In the shadows on the beleaguered No. 7 subway line in Long Island City, Johnson said the city’s economy depends on sound transit.

“Whether you’re well off or you’re struggling, whether you work on Wall Street or on Mains Street in Flushing, you have to get around,” Johnson said. “And our economy lives and dies on how we move people around.”

He described how in the early 20th century, Woodside, Corona and Jackson Heights was rural farmland with dirt roads and when the 7 train came it changed the borough forever.

“In 30 years, the population of Queens grew by a million people,” Johnson said. “Everywhere the subways went, people followed. Businesses thrived because we had millions of workers at the ready, courtesy of a mass transit system that ran 24 hours a day, seven days a week. Our subways were the envy of the world. Back then.”

He then went on to explain how state control of the MTA and its lack of investment have got us to today where subway ridership has dropped by 5 percent from 2015 to 2018 and the decline of those using bus lines is off 15 percent from 2012 to 2018.

“This is a ticking time bomb, If we can’t move people around, New York City can’t function,” Johnson warned. “We must have municipal control of our mass transit system. I’m deadly serious about this.”

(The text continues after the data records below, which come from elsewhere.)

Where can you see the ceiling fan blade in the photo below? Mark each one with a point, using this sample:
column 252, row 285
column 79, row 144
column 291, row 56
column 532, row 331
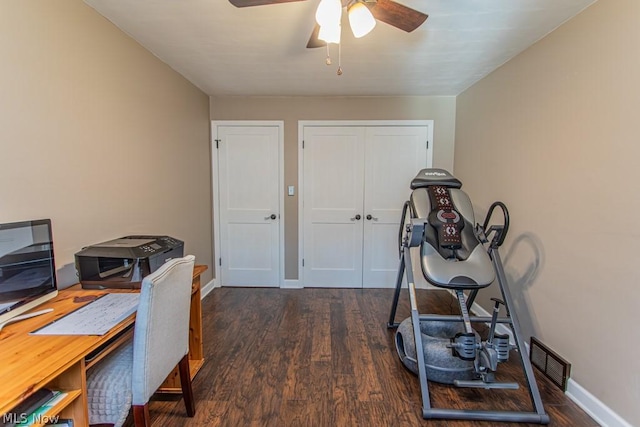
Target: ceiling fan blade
column 314, row 41
column 397, row 15
column 249, row 3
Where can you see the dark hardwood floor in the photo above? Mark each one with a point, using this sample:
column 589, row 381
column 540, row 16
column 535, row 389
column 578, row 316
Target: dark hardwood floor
column 324, row 357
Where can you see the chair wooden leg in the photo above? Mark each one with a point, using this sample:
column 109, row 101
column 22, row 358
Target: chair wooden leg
column 141, row 415
column 185, row 383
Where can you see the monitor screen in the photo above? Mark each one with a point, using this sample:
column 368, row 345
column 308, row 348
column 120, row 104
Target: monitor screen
column 27, row 267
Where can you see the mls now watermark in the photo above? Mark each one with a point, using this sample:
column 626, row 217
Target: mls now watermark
column 24, row 418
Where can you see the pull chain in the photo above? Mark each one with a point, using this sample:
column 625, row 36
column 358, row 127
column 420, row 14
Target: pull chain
column 328, row 59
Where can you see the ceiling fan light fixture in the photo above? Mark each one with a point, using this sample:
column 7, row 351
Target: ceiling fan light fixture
column 330, row 33
column 360, row 19
column 329, row 12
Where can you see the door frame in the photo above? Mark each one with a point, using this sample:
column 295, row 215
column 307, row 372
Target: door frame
column 216, row 190
column 331, row 123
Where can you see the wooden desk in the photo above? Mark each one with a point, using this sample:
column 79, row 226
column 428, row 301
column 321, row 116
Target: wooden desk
column 30, row 362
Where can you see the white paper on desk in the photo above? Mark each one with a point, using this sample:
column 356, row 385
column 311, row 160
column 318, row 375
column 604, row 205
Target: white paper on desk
column 95, row 318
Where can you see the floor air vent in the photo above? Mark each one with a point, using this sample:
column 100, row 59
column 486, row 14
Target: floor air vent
column 550, row 363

He said if Albany doesn’t pass congestion pricing this session, the City Council would. Johnson, who is mulling a run for mayor in 2021, added that he believes the structure of the MTA is deeply flawed.

“Right now, it’s a Frankenstein monster of transit subsidiaries with a 3,000-person headquarters layered on top,” Johnson said. “Bringing the subway’s capital budget into the New York City budget process means there would be real scrutiny and accountability. Instead of raising fares we could be thinking about freezing fares, lowering fares, and maybe even a system without fares.”

He added that a comprehensive transit vision requires more than just fixing the MTA but sidewalks, ferries, taxis, for-hire vehicles and pedestrian plazas are all tools for mobility. Johnson said he would introduce legislation that would require a Master Plan for the city’s streets every five years. He also called for the end of the car culture.

“We have been living in Robert Moses’ New York for almost a century, and it’s time to move on,” Johnson said. “Take the Brooklyn Queens Expressway, one of his biggest legacy projects. Its construction ripped Brooklyn apart and destroyed working-class neighborhoods and now they’re talking about spending $4 billion to rebuild a mile and a half of highway. That’s almost two Mars rovers! No one’s even talking about other options. That is a failure of imagination.”

Johnson urged city residents to read the report on the City Council’s website and he finished his speech by telling the audience if they thought solving the transit crisis is too hard, than look around when they left Long Island City.

“Take a look at Queens. Look at Brooklyn,” Johnson said. “The subways built that. We built the greatest subway system in the world. We can do this New York! Let’s do it!’